Садовник вернулся через семь минут с несущим за несколько метров пряным запахом. Запах травы был особенно свеж. Цветы были перевязаны синей лентой.
– Эта лента отлично подойдет к вашим глазам.
– Правда? – с каплей восторга спросила женщина, поднося цветки к лицу, – Вы мастер. Настоящий художник! – восторженно воскликнула она. – Какова цена этого чуда?
– Чуда, – скромно посмеялся цветочник, – Вы бескрайне добры, я не возьму с Вас денег. Для цветочника лучшее – это признание и огонь в глазах заказчика.
– С огнем вы угадали.
Дверь прощально хлопнула. Женщина, теперь уже молодая девушка, сняла шляпку с вуалью, закрывающей темный властный макияж, кладя ее в сумочку, придающий ей лет двадцать старый кардиган, закрывавший все это время худые белоснежные плечи и длинные красивые руки, скинула сандали на низком толстом каблуке и достала из фирменного бумажного пакета туфли на высоком каблуке с бархатной поверхностью.
– Ну и грязь же этот ваш Сиэтл, – ворча себе под нос, проговорила она, связывая черные маслянистые волосы в низкий пучок, даже не обращая внимания на то, куда идет.
Продавец дешевых бургеров изредка поднимал на нее презрительный заинтересованный взгляд, обильно намазывая котлету горчицей. Девушка посматривала на часы.
– Вы не знаете, где тут можно снять приличный номер в отеле с видом на бухту Эллиотт?
– Есть тут один, но там с хорошим номером можно состояние оставить. «Парк Уолтер» называется. На самом деле достойное место.
– То, что нужно, – девушка вытрясла из кошелька мелочь и ссыпала бургерщику. – Сдачи не надо.
– Спасибо… – еще посмотрев ей вслед, удивленно сказал парень.
Свет зажегся в огромном номере из пяти комнат на двенадцатом этаже. Полный набор удобств: компьютер с интернетом, две спальни, зона для отдыха, даже офис с панорамным видом на город. Живи и радуйся, хоть это и не про гостью.
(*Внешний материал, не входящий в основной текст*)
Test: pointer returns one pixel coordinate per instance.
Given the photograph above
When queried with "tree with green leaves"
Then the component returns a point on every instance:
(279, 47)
– Так, Пенелопа Айзенберг в розыске за… ого! – женщина села за компьютер, – Вот это преступления! Как можно было так напортачить в свои двадцать четыре! – удаляя с сайта объявление, недовольно проговорила она. – Пока, Пенелопа. Теперь я Гинзберг.
***
Школа после восьми последних уроков стояла полупустая, если не считать задерживающихся двоечников и баскетболистов, некоторые из которых не редко входили в число отстающих по учебе.
– Гомес! – окликнула Бетти физичка, Элизабет вытащила наушники из ушей, – Зайди ко мне на неделе, у тебя опять двойка за тест.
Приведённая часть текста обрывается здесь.